There was a packed crowd for the private view on 2nd November at Part Two of this very popular and prestigious exhibition. Bodies filled every available corner, huddled into each stairway and spilled out into the street such was the enthusiasm of the crowd to view the images and mingle with such creative minds.
The London Group are a select group of extremely accomplished and diverse visual artists. Membership is through a democratic system of nominations and subsequent selection. Formed in 1913 as a reaction to the power of The Royal Academy, the group have been meeting and exhibiting contemporary innovative work ever since. Every two years their annual show is open to submissions from outside the group, those selected enjoy the honour to have their work hung alongside various forms of diverse works ranging from small watercolours to sculptures of awe inspiring stature and concept, from this very friendly band of creative people. The outside selectors for the open submissions this year were William Feaver, writer artist and critic, and Jenni Lomax, Director of Camden Arts Centre. The show runs for two ten day periods and I was lucky enough to have had one image selected for Part Two.

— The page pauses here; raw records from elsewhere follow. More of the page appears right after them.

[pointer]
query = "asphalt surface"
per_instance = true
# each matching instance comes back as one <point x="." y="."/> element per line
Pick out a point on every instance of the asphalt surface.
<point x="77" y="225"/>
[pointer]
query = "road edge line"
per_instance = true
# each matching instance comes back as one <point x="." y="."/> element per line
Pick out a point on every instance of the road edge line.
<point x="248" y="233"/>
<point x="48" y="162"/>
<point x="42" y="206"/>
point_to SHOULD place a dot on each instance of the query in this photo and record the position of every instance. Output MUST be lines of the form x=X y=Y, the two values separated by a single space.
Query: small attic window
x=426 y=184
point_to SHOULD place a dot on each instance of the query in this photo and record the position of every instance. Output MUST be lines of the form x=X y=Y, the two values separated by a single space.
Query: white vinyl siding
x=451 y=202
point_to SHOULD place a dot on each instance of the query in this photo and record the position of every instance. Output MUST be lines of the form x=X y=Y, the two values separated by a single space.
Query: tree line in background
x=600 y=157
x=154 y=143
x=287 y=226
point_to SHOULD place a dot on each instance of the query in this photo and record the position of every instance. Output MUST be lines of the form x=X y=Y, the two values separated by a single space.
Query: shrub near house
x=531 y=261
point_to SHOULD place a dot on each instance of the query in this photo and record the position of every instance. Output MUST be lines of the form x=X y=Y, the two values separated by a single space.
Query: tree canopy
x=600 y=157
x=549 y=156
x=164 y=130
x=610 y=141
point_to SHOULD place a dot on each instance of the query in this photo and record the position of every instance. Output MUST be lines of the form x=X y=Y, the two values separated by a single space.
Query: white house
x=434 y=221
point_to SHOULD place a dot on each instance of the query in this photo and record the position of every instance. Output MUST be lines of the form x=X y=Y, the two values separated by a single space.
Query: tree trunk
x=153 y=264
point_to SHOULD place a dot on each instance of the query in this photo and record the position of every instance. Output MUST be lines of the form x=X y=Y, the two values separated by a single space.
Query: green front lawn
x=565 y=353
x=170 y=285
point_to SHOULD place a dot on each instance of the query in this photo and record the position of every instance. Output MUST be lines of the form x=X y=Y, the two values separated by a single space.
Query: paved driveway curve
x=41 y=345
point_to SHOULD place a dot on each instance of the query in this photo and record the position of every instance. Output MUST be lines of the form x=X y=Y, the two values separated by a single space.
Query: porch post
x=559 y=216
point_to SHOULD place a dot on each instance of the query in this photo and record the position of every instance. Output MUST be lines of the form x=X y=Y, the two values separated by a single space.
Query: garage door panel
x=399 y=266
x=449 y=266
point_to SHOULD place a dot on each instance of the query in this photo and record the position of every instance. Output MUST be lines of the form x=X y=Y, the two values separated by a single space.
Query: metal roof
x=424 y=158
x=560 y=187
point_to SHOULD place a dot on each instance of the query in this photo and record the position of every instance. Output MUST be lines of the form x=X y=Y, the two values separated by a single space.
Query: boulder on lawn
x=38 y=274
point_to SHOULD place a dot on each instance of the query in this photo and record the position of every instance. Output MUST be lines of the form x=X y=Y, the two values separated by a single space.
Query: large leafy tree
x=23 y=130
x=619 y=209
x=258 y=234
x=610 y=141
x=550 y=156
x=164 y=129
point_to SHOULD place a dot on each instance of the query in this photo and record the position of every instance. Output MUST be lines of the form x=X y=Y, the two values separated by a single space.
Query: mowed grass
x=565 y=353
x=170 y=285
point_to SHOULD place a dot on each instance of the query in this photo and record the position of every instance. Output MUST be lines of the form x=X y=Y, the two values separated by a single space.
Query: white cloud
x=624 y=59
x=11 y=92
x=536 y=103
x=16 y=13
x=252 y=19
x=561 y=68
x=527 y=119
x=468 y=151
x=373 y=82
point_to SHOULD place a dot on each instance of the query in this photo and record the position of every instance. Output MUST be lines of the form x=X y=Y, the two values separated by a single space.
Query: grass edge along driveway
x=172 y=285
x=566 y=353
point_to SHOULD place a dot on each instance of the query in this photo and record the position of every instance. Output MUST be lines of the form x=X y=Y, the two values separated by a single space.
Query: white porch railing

The Cello Factory is more than a simple white cube space; it has a gallery where work is also hung, this is reached by a small flight of stairs and also gives a different perspective from which to view the work below. An intimate room up another small flight of stairs shows a continuous digital loop of further work from each exhibitor.
This room remained amazingly quiet, even at this busy private view here was a space to sit comfortably and reflect on the work being shown on the screen; yes, as often is the case images viewed digitally don’t always appear as they do in reality: that is as they are viewed in the gallery below. Later in the week when I was taking a turn at invigilation one particular visitor explained to me that he enjoyed watching the projected images and then went down to explore the work further; which seemed to me to be an interesting way to disseminate the variety of work on show.
The format of this gallery creates spaces to discover and be amazed by the multifaceted visual creations. As is my preference the works were titled, some giving away hints of their meaning and context, however most interpretation was left to the viewer to decipher and contemplate.
Three works I found particularly inspiring:
The small intimate series of images by Anieszka Kolek which appear with a cursory glance to be calm beautiful gentle watercolours in soft pastel hues of blues and greys; however look further into the images and played out are scenes of utter sadness and despair. Where I felt a helpless onlooker; the works are entitled Stoned to death, Village of Mullah Quilli, Afghanistan, 2010.
By contrast in the centre of the main room was a huge contraption of bottles, pipes and wooden keys topped with a huge air filled balloon by Daniel Knight entitled Prototype Number Two. This playful piece encouraged the viewer to interact. Pressing the keys resulted in deep notes that boomed out to fill the room; not only a sculptural piece of work reminiscent of a mad scientist’s experimental contraption but a sculpture where every individual viewing it could create their own sound performance. As the wine flowed and spirits grew these sounds filled the room as people clamoured to perform.
A third piece of work I was drawn to was that of Linda Litchfield, entitled Dated Paper and Stitch. Train tickets and Travel cards are pinned within a frame in lines of date order. These were then hand stitched with the memories of that journey and subsequent encounters of the day. One had taken her to visit the dentist, another- drinks with friends, yet another ticket tells us a funeral had been attended. The combination of the banal cards and the carefully stitched memories entwined within them produces a work that holds your attention. The task of tying together with thread a disposable ticket and the long held memories are echoed in the length of time it must have taken to embroider these simple everyday pieces of printed paper. The viewer begins to feel they have been allowed into this individual’s personal diary and you cannot help but build up a narrative of her character and life.
Like many other mixed shows I have viewed recently the photographic, oils, pastels and many other processes sat comfortably together; an excellent curatorial couple composed a harmonious group of works that flowed in content and context.
This exhibition runs until 10th November at The Cello Factory.